6. Buck B. Endemann, Partner, K&L Gates
“Partnerships. In order to move into the pilot phase and beyond, energy blockchain companies (like LO3 Energy and the Energy Web Foundation) will partner with incumbent utilities and established energy market participants to address narrowly-tailored and specific use cases. However, Europe will continue to outpace the United States in the development of viable energy blockchain solutions due in part to increased government and regulatory participation and, in some cases, streamlined regulatory regimes.”
7. Robert Godes, Founder, President and CTO of Brillouin Energy Corporation
“The trend that will affect all industries looking at blockchain is the scalability trend. There are numerous initiatives underway to scale blockchain to a level needed to serve industries. None have succeeded yet in providing scale without sacrificing security or decentralization or some other key component of blockchain.”
8. Assaf Ben-Or, CEO and Founder of Greeneum
“The number one trend will be the implementation and experimentation of peer-to-peer (P2P) energy trading both on the local and global scale. The transition to decentralized, efficient and renewable energy will be the big thing for 2019. We will see evidence of more pilots and case studies trying different approaches to meet that objective.
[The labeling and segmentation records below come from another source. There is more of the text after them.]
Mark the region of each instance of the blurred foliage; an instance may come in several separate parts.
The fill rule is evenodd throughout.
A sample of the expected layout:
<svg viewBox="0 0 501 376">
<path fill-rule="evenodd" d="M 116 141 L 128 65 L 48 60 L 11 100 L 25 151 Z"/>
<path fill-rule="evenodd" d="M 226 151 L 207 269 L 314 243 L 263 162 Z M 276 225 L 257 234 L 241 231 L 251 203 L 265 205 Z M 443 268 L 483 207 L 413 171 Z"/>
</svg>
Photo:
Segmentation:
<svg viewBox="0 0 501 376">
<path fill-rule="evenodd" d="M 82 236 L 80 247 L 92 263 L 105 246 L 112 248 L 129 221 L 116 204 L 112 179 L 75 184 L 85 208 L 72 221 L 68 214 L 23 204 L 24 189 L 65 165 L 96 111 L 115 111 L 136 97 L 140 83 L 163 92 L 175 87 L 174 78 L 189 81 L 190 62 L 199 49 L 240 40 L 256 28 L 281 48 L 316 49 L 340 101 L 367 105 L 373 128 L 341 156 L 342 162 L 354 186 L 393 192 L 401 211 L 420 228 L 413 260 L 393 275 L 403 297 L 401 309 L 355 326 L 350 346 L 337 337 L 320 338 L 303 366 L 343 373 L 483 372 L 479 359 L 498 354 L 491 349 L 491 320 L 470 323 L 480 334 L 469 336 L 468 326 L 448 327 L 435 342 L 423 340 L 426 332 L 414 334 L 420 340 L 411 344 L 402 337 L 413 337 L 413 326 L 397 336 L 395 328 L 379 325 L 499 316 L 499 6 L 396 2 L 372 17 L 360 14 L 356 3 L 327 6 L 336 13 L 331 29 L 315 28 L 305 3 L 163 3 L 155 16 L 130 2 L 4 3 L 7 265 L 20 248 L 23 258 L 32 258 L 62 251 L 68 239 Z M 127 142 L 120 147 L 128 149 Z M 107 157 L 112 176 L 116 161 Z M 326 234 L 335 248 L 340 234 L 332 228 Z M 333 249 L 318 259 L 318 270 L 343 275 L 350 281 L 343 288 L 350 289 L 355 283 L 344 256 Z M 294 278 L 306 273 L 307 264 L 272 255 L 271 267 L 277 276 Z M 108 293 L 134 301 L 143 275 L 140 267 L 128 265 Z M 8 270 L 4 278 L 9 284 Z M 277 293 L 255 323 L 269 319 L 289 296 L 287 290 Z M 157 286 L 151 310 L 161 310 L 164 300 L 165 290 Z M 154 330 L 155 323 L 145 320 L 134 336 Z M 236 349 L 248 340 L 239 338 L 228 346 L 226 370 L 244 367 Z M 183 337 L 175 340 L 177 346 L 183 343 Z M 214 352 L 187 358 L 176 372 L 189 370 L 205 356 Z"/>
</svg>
Many companies will be more open minded to implement these new solutions and check how the market reacts with it. Utilities and energy companies in Europe, US and elsewhere will change their traditional business model for new ones. Having the growing need for energy sources in distant areas and lack of infrastructure will push the emerging market to implement microgrids and secure ways to monitor and manage the energy supply chain.”
9. Braden Perry, Litigation, Regulatory and Government Investigations Attorney with Kennyhertz Perry
“In the near future, renewable energy credit trading will likely be one of the biggest trends due to the complexities inherent in the system and the potential for double-counting. Peer-to-peer energy trading and uses in distributed energy resources also have significant potential.”